The Executive Policy Committee will decide whether three well-known Winnipeg streets and trails will be renamed to honour Indigenous culture.

The Indigenous Relationship Division (IRD) has recommended new names for Bishop Grandin Boulevard, Bishop Grandin Trail, and Grandin Street. The City of Winnipeg has forwarded these recommendations and an outcome will be made at Executive Policy Committee (EPC) on Monday, March 13.

Previously, the EPC had directed the IRD to engage with Winnipeg's Indigenous community to create a proposal for renaming Bishop Grandin Boulevard and Grandin Street to a name that honours Indigenous experience, culture and history.

Upon this request, the IRD held an Indigenous Knowledge Naming Circle comprised of Indigenous Elders, residential school survivors, knowledge keepers and youth to discuss and propose new names.

The IRD is recommending the following renaming to the EPC (with phonetic spelling):

  • Bishop Grandin Boulevard to Abinojii Mikanah (A-bin-oh-gee Mee-kin-ah)
  • Bishop Grandin Trail to Awasisak Mēskanow (Aa-wa-sis-uk Me-ska-noh)
  • Grandin Street to Taapweewin Way (Tap-way-win)

"It was at the time of the discovery of the 215 children. As we sat together as Knowledge Keeps at the workshop when they asked my spirit, I thought of, and in clarity, that it would be named Abinojii Makanah (Children's Roadway)," says Elder Frank Beaulieu from Bear Clan, Treaty One Nation. 

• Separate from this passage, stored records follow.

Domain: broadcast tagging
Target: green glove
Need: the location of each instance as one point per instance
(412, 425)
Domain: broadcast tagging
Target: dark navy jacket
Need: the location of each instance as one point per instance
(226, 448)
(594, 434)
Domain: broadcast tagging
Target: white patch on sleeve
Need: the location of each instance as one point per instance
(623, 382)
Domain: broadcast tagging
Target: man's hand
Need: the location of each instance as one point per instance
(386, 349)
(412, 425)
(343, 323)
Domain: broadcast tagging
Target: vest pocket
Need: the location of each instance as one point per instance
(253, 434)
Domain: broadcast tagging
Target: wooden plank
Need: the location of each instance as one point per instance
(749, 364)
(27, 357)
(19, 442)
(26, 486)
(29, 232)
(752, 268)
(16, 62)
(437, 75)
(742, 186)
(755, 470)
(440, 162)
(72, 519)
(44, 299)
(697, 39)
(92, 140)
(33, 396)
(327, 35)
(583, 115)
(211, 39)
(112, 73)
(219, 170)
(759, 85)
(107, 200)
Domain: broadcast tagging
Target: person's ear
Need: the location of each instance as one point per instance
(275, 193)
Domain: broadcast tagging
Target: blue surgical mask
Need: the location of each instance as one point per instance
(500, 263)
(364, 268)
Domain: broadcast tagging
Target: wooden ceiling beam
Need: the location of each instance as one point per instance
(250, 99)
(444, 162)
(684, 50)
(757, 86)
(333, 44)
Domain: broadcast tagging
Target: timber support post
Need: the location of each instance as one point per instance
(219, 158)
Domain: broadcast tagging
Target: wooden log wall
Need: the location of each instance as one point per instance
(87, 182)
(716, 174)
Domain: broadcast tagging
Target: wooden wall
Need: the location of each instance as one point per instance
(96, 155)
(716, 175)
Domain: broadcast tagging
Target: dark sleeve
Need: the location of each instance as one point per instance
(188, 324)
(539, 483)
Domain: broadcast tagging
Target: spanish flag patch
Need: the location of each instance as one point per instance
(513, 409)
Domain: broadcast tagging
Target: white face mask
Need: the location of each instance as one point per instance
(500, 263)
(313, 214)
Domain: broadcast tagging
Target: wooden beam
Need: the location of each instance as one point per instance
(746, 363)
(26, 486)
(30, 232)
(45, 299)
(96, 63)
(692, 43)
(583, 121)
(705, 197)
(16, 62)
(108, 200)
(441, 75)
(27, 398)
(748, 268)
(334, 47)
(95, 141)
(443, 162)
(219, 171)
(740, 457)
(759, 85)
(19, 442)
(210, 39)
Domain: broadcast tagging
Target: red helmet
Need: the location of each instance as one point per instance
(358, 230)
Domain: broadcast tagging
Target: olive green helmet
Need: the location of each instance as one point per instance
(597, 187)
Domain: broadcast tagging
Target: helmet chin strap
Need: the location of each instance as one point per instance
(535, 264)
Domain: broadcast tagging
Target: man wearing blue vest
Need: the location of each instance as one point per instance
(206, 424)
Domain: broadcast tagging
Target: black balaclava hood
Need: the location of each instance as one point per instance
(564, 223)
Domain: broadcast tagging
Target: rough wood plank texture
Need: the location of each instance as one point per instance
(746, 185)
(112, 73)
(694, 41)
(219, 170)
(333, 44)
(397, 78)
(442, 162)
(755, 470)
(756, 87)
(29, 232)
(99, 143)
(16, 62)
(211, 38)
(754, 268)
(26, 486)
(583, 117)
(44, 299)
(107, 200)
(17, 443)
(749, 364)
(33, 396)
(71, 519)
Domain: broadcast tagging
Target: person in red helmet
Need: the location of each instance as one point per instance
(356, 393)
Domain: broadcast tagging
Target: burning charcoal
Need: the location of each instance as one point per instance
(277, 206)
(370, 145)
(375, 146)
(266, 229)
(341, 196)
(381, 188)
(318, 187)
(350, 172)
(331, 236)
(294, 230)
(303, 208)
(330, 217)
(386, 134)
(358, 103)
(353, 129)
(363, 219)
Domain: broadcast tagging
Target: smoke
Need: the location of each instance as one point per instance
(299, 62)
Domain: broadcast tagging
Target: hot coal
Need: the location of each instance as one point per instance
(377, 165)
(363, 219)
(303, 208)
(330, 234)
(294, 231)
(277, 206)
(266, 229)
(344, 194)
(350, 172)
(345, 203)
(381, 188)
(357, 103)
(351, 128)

Elder Betty Ross from Pimicikamak Cree Nation, Treaty Five Nation, and a survivor of two Residential Schools says, "Tansi N’tootémak, Nikiikiisimon. Chistémowa étinamowak Kisé-Mantou, ENIIKANENIMAK. Tapéh Sawénimokowak mina Towiichiihkowak owoh Nistoh Kiyass Méskanowah, Tamiiskochi-Wiinamak. Akonih-ékotowchi, Kakinow kékwan Kiyatih Mino-Tatapisikopaniw. Ekwanih-owoh anoch kapaskiitépanikih oski Meskanawa."

Translation: "I offered sacred tobacco and prayers to the creator in my first language, Cree, for guidance and direction on the proposed name changes. Everything came full circle, hence these new proposed Indigenous names."

Since the release of the Final Report on the Truth and Reconciliation Commission (TRC) of Canada, the future of Bishop Vital Grandin has been in question. In addition to the 94 Calls to Action, the report included an in-depth look at the history of the residential school system in Canada and named Bishop Vital Grandin as a key person for residential schools.

These recommendations were developed separately from the Welcoming Winnipeg process, which was adopted in January 2020 to guide the City to resolve the absence of Indigenous perspectives in Winnipeg’s historical markers and place names. Street names are not included as part of the Welcoming Winnipeg policy, and continue to be governed by the Street Names By-law No. 115/2011. 

The City’s report to EPC on the renaming of Bishop Grandin Boulevard, Bishop Grandin Trail, and Grandin Street is publicly available through the Decision-Making Information System (DMIS).